Porträt von Albert Einstein

© Ullsteinbild

1905 gilt als Einsteins „Wunderjahr“. Neben der Formulierung der Speziellen Relativitätstheorie veröffentlichte der junge Physiker in jenem Jahr einen Aufsatz, in dem er die von Max Planck wenige Jahre zuvor formulierte Quantenhypothese auf den fotoelektrischen Effekt anwandte. Für diese Erklärung der besonderen Wechselwirkung zwischen Licht und Materie erhielt er 1922 rückwirkend für das Jahr 1921 den Nobelpreis für Physik.

Trotzdem: Mit der Quantenphysik setzte Einstein sich zwar vermehrt in seiner zweiten Lebenshälfte intensiv auseinander und lieferte sich insbesondere mit Niels Bohr wortreiche Wissenschaftsgefechte um sie.
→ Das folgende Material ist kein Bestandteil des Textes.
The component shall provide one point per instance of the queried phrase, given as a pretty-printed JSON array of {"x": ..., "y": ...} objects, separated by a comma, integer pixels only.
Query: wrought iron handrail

Doch wenngleich sich Einstein nicht so recht mit ihr anfreunden konnte, hat seine Kritik Anteil an der Entwicklung der Quantenphysik. Bis heute.

Albert Einstein und die Stadt Ulm

Am 14. März 1879 wurde Albert Einstein als erstes Kind von Pauline und Hermann Einstein in Ulm im Haus B135 (später Bahnhofstraße 20) geboren. Hier verbrachte er die ersten Lebensmonate, bevor seine Eltern im Juni 1880 nach München zogen. Weitere Lebensstationen Albert Einsteins waren Aarau, Bern, Prag, Zürich und Berlin, bis er 1933 endgültig in die USA emigrierte.

Seine Verbindung nach Ulm blieb über die hier lebende Verwandtschaft bestehen. Nachdem Einsteins Weltruhm 1919 durch den Nachweis von der in seiner Allgemeinen Relativitätstheorie vorhergesagten Ablenkung von Licht im Gravitationsfeld der Sonne nicht mehr aufzuhalten war, nahm auch die Stadt Ulm Kontakt zu ihm auf.

2024 eröffnete die Stadt Ulm im historischen Gebäude des „Engländers“ (Weinhof 19) eine Ausstellung, die Einblicke gibt in die Geschichte der jüdischen Gemeinde Ulms bis heute und bewegende Einzelschicksale einiger Mitglieder der weit verzweigten Familie von Albert Einstein, die auch stark von den dunklen Ereignissen der NS-Zeit geprägt wurden.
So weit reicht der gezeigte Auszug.